Passing it to .loc to get corresponding values of column index.
However, the result also wrongly includes row where subarray of
2D-mask contains all False. We want these rows turn to NaN. It is
the functionality of .where
Method 1:
Use list comprehension to construct the boolean 2D-mask m between each list of links and the all lists in links. We only need backward-comparing, so use np.tril to crush upper right triangle of the mask to all False which represents forward-comparing. Finally, call np.argmax to get position of first True in each row of m and chaining where to turn all False row of m to NaN
c95_list = counts95.links.tolist()
m = np.tril([[any(x in l2 for x in l1) for l2 in c95_list] for l1 in c95_list],-1)
counts95['linkoflist'] = (counts95.loc[np.argmax(m, axis=1), 'index']
.where(m.any(1)).to_numpy())
Out[351]:
index level0 links linkoflist
0 616351 25 [1, 2, 3, 4, 5] NaN
1 616352 30 [23, 45, 2] 616351.0
2 616353 35 [1, 19, 67] 616351.0
3 6457754 100 [14, 15, 16] NaN
4 6566666 200 [1, 14] 616351.0
5 6457754 556 [14, 1] 616351.0
Method 2:
If you dataframe is big, comparing each sublist to only top part of links makes it faster.
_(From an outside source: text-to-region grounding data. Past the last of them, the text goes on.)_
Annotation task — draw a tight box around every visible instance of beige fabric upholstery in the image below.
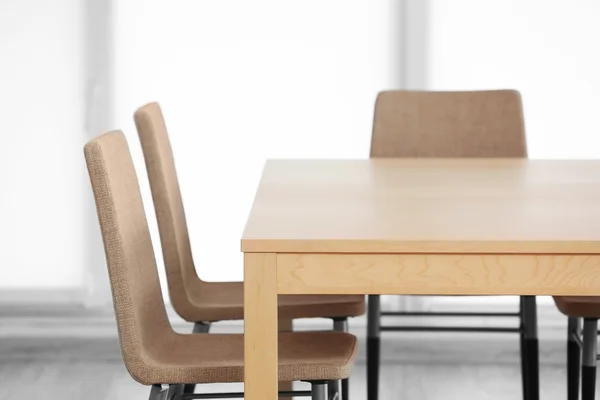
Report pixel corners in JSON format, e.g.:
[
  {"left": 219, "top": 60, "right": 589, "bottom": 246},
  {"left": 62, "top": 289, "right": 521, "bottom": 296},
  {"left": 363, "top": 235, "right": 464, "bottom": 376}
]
[
  {"left": 84, "top": 131, "right": 358, "bottom": 385},
  {"left": 371, "top": 90, "right": 527, "bottom": 158},
  {"left": 554, "top": 297, "right": 600, "bottom": 318},
  {"left": 134, "top": 102, "right": 365, "bottom": 322}
]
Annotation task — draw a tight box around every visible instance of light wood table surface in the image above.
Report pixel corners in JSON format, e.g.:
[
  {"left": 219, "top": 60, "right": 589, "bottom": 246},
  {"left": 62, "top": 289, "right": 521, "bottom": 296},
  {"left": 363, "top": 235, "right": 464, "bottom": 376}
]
[{"left": 242, "top": 159, "right": 600, "bottom": 400}]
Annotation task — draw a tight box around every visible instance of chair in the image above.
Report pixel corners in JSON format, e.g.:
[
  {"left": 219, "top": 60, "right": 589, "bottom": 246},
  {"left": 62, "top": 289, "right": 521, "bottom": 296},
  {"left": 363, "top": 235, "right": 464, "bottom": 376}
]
[
  {"left": 133, "top": 102, "right": 364, "bottom": 398},
  {"left": 368, "top": 90, "right": 538, "bottom": 400},
  {"left": 84, "top": 130, "right": 358, "bottom": 400},
  {"left": 554, "top": 297, "right": 600, "bottom": 400}
]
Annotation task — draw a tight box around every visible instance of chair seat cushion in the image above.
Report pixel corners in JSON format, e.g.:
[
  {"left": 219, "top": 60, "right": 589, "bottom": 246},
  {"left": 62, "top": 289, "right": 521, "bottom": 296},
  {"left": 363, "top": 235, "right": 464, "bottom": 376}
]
[
  {"left": 554, "top": 296, "right": 600, "bottom": 318},
  {"left": 129, "top": 331, "right": 358, "bottom": 385},
  {"left": 180, "top": 281, "right": 365, "bottom": 322}
]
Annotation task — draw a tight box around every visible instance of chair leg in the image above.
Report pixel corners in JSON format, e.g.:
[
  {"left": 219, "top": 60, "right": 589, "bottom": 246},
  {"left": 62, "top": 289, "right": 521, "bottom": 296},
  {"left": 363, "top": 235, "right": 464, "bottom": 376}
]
[
  {"left": 183, "top": 322, "right": 211, "bottom": 394},
  {"left": 519, "top": 297, "right": 529, "bottom": 400},
  {"left": 149, "top": 385, "right": 163, "bottom": 400},
  {"left": 328, "top": 380, "right": 340, "bottom": 400},
  {"left": 172, "top": 385, "right": 184, "bottom": 399},
  {"left": 149, "top": 384, "right": 179, "bottom": 400},
  {"left": 310, "top": 382, "right": 327, "bottom": 400},
  {"left": 568, "top": 317, "right": 582, "bottom": 400},
  {"left": 182, "top": 383, "right": 195, "bottom": 395},
  {"left": 341, "top": 379, "right": 349, "bottom": 400},
  {"left": 582, "top": 318, "right": 598, "bottom": 400},
  {"left": 367, "top": 295, "right": 381, "bottom": 400},
  {"left": 193, "top": 322, "right": 211, "bottom": 334},
  {"left": 333, "top": 318, "right": 350, "bottom": 400},
  {"left": 521, "top": 296, "right": 539, "bottom": 400}
]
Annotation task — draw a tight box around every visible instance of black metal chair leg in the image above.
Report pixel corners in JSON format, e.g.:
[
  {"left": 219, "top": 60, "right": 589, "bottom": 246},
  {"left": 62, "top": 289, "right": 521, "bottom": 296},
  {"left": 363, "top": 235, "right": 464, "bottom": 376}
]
[
  {"left": 519, "top": 297, "right": 529, "bottom": 400},
  {"left": 341, "top": 378, "right": 349, "bottom": 400},
  {"left": 582, "top": 366, "right": 597, "bottom": 400},
  {"left": 183, "top": 384, "right": 195, "bottom": 395},
  {"left": 328, "top": 379, "right": 340, "bottom": 400},
  {"left": 149, "top": 385, "right": 163, "bottom": 400},
  {"left": 521, "top": 296, "right": 539, "bottom": 400},
  {"left": 582, "top": 318, "right": 598, "bottom": 400},
  {"left": 567, "top": 317, "right": 581, "bottom": 400},
  {"left": 311, "top": 381, "right": 327, "bottom": 400},
  {"left": 519, "top": 334, "right": 528, "bottom": 399},
  {"left": 367, "top": 295, "right": 381, "bottom": 400},
  {"left": 193, "top": 322, "right": 211, "bottom": 334},
  {"left": 525, "top": 339, "right": 540, "bottom": 400},
  {"left": 149, "top": 385, "right": 179, "bottom": 400}
]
It probably 2x faster method 1 on big dataframe.
c95_list = counts95.links.tolist()
m = [[any(x in l2 for x in l1) for l2 in c95_list[:i]] for i,l1 in enumerate(c95_list)]
counts95['linkoflist'] = counts95.reindex([np.argmax(y) if any(y) else np.nan
for y in m])['index'].to_numpy()
Step by Step(method 1)
m = np.tril([[any(x in l2 for x in l1) for l2 in c95_list] for l1 in c95_list],-1)
Out[353]:
array([[False, False, False, False, False, False],
[ True, False, False, False, False, False],
[ True, False, False, False, False, False],
[False, False, False, False, False, False],
[ True, False, True, True, False, False],
[ True, False, True, True, True, False]])
argmax returns position both first True and first False of all-False row.
In [354]: np.argmax(m, axis=1)
Out[354]: array([0, 0, 0, 0, 0, 0], dtype=int64)
Slicing using the result of argmax
counts95.loc[np.argmax(m, axis=1), 'index']
Out[355]:
0 616351
0 616351
0 616351
0 616351
0 616351
0 616351
Name: index, dtype: int64
Chain where to turn rows corresponding to all False from m to NaN
counts95.loc[np.argmax(m, axis=1), 'index'].where(m.any(1))
Out[356]:
0 NaN
0 616351.0
0 616351.0
0 NaN
0 616351.0
0 616351.0
Name: index, dtype: float64
Finally, the index of the output is different from the index of counts95, so just call to_numpy to get the ndarray to assign to the column linkoflist of counts95.